The Meeting Room Makeover

Vintage typewriter from the sunday market bangalore

Learn how to design the most efficient and productive office meeting space without spending too much money. A simple Meeting Room makeover story. 

I believe work spaces should always be bright and airy, unless you are bartender, then its ok to work in a dimly lit place. A place where you spend most of your waking hours needs to be pleasant and welcoming irrespective of whether you like the work you do or not :p Research has proved that increasing the amount of light in a badly lit office, increased the productivity of the employees. Whenever I consult for offices, I always advise them to stick with white or shades of white in the production area and use dark colors in the cafeteria or recreational rooms.

So here’s our

The Meeting Room Makeover Story

So here is an office meeting room that I recently helped redo. The walls were a shade of yellow and peach in some places, so we turned them all into white. The white also highlights the gorgeous teak wood windows.

Learn how to design the most efficient and productive office meeting space without spending too much money. A simple Meeting Room makeover story.
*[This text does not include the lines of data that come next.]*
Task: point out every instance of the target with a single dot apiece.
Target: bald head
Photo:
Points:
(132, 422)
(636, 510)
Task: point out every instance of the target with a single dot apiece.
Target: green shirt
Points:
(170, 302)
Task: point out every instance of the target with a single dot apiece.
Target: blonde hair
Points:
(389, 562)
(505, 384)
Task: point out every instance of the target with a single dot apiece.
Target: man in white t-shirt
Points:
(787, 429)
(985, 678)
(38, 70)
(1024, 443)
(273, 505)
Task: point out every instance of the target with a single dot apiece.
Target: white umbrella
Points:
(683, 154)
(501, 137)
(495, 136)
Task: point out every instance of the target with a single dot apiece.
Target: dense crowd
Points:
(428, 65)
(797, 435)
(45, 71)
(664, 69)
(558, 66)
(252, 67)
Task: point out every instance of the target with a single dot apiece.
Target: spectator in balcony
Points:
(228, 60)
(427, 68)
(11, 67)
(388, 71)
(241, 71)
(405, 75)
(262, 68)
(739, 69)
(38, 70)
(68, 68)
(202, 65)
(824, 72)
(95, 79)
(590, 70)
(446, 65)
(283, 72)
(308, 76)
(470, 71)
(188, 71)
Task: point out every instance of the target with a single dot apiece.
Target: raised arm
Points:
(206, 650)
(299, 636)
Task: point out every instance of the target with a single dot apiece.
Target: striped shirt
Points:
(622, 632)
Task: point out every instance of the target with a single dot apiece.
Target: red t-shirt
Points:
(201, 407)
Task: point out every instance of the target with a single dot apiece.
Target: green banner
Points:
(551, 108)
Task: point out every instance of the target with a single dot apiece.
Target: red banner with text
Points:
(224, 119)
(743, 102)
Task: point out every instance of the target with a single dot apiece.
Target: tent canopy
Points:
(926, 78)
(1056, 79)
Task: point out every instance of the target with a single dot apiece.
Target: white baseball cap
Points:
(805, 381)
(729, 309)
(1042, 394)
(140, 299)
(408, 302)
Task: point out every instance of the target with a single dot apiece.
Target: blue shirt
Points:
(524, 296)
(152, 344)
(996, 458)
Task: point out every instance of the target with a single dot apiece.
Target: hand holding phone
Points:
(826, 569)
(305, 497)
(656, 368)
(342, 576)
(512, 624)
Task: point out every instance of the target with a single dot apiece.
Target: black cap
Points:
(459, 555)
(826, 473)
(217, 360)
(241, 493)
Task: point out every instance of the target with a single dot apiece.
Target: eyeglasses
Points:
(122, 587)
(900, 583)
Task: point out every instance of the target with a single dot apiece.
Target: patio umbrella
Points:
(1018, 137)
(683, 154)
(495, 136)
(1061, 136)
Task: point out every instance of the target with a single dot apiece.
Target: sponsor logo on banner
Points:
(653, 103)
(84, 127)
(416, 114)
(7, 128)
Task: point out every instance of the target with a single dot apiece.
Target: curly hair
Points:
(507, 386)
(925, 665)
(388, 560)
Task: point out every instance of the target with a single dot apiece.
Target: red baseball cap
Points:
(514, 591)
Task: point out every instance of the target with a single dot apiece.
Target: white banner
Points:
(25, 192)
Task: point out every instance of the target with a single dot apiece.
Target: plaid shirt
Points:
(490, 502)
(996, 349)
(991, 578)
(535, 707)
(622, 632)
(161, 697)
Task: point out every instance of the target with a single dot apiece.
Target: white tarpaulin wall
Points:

The best thing about this project was that we used everything that we already had, and what needed to be bought came from the Bamboo Bazaar (The popular used furniture market in Bangalore). A restaurant table with metal pedestal and a wooden top became the meeting room table. All it needed was some cleaning up. The chairs were something I already had, again old teak wood chairs from a antique shop upholstered in red art leather.

A painted white storage unit at the corner with a vintage typewriter.

The corner unit was at the entrance of the office and sort of felt abandoned. It had an ugly peachy orangy laminate on it with a teak wood beading. I got it repainted into white and polished the beading for a mid-century look.

I added an old typewriter that I found at the Sunday Market, a vintage phone I picked up from a thrift store in Canada and a couple of fun posters on the wall from comic con Bangalore.

A vintage typewriter alongside a old dial ring phone.

The pendant light fixture is part of a super fun DIY project that you can see here. It cost a fraction of what ready lights cost and is unique.

Fun posters. Take that break, contemplate. Seeing things from all angles.

All in all, this was a fun project and it was very satisfying to see it all come together in the end.